The Sophisticated Gents is a TV miniseries that aired on three consecutive nights from September 29 to October 1, 1981, on NBC. Its ensemble cast featured a number of African-American stage and film actors, many of whom were customarily seen in blaxploitation films in the 1970s. The miniseries is based upon the 1976 novel The Junior Bachelor Society by John A. Williams. Although production of the project ended in 1979, NBC did not air the miniseries until almost two years later.

==Cast==
- Sonny Jim Gaines - Coach Charles "Chappie" Davis
- Bernie Casey - Shurley Walker
- Rosey Grier - Cudjo Evers
- Robert Hooks - Ezra "Chops" Jackson
- Ron O'Neal - Clarence "Claire" Henderson
- Thalmus Rasulala - Kenneth "Snake" Dobson
- Raymond St. Jacques - D'Artagnan "Dart" Parks
- Melvin Van Peebles - Walter "Moon" Porter
- Dick Anthony Williams - Ralph Joplin
- Paul Winfield - Richard "Bubbles" Wiggins
- Albert Hall - Det.
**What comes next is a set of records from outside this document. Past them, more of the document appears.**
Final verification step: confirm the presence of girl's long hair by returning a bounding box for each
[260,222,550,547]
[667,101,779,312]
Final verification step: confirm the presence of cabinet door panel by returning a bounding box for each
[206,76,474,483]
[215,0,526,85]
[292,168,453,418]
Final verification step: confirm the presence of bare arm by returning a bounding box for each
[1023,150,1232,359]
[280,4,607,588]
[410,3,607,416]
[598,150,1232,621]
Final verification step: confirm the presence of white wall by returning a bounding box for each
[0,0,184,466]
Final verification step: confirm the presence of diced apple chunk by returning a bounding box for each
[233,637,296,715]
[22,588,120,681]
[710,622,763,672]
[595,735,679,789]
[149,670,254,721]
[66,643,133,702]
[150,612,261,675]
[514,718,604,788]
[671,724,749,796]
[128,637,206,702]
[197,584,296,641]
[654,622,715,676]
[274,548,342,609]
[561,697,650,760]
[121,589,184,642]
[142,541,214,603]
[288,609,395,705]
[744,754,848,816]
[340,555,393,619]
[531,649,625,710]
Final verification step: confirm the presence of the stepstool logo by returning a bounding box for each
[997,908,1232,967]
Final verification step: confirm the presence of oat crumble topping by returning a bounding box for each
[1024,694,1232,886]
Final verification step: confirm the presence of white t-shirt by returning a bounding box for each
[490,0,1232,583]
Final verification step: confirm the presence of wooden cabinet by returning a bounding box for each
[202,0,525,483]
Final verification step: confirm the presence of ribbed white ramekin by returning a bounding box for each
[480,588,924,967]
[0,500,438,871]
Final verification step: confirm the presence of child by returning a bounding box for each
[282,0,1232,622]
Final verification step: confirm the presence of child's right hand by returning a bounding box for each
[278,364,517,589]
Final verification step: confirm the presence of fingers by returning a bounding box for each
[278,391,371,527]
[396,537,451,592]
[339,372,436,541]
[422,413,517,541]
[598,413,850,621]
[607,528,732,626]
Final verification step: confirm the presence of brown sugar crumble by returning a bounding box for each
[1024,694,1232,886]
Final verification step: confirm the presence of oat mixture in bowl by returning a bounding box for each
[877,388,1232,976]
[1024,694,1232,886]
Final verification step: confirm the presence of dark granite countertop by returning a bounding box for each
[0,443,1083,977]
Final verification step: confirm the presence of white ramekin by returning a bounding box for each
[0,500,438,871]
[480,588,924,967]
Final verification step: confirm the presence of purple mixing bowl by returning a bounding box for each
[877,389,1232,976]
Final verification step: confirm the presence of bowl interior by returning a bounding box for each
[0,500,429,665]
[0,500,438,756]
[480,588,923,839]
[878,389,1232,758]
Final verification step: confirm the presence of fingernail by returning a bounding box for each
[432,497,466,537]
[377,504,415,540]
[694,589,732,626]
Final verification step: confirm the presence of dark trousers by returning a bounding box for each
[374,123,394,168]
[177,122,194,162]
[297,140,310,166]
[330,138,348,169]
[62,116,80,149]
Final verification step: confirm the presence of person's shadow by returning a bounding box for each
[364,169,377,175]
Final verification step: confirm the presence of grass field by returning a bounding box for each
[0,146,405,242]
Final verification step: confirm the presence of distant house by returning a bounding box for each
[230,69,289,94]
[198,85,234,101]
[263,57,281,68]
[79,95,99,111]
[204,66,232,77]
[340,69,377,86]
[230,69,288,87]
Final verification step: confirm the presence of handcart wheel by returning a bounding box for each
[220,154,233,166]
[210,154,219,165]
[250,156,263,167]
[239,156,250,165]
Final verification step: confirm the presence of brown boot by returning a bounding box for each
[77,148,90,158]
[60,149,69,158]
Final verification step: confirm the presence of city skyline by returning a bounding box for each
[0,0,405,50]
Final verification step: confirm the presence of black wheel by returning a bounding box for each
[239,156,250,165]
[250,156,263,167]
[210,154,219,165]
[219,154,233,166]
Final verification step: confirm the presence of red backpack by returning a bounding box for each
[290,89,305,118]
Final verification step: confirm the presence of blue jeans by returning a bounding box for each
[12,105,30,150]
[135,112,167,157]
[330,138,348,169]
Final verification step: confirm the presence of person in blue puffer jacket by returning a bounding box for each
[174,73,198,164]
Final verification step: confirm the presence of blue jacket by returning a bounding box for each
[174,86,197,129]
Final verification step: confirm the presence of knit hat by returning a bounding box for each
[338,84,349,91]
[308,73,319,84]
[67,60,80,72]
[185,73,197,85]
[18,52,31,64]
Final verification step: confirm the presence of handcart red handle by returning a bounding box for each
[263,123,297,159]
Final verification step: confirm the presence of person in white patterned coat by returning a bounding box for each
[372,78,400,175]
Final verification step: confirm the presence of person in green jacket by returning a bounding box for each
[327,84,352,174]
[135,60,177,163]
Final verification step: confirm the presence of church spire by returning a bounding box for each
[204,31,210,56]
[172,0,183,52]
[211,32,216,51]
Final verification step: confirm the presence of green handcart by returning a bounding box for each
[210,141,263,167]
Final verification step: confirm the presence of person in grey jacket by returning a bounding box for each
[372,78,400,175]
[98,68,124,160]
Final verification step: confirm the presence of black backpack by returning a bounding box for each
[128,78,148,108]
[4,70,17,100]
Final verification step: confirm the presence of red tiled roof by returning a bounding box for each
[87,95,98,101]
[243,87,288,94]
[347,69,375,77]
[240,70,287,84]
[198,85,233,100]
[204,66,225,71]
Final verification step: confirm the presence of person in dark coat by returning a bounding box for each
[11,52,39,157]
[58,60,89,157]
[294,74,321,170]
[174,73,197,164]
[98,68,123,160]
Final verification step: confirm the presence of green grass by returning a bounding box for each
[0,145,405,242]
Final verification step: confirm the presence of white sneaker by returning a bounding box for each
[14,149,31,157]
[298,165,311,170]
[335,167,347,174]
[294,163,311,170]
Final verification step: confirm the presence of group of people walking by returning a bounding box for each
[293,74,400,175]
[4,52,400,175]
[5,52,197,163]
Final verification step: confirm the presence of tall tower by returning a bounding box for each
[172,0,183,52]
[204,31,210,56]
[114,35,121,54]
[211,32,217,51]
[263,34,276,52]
Swoop Ferguson
- Lynn Benisch - Renee Marcus
- Rosalind Cash - Christine Jackson
- Ja'net Dubois - Onetha Wiggins
- Alfre Woodard - Evelyn Evers
- Joanna Miles - Sandra Dobson
- Janet MacLachlan - Diane Walker
- Bibi Besch - Simone Parks
- Denise Nicholas - Pat Henderson
- Marlene Warfield - Lil Joplin
- Beah Richards - Mae Porter
- Stymie Beard - Mickey Mouse
- Mario Van Peebles - Nicholas Dobson
- René LeVant - Himself

==Plot summary==
In the mid-1940s, Coach Charles "Chappie" Davis (Gaines) founded a sports club for African-American boys in the local community, dubbing them "The Sophisticated Gents". The young men became athletic heroes, and formed a lifetime bond with each other and their coach. Twenty-five years later, those members of the Gents remaining in town decide to hold a testimonial dinner for Chappie, who is now 70 years old. The dinner turns into an impromptu reunion, with nine Gents eventually arriving to honor Chappie. However, the legal troubles of one of the Gents could spell danger for all of them and their wives.

==Video releases==
On June 3, 1992, the miniseries was released on VHS.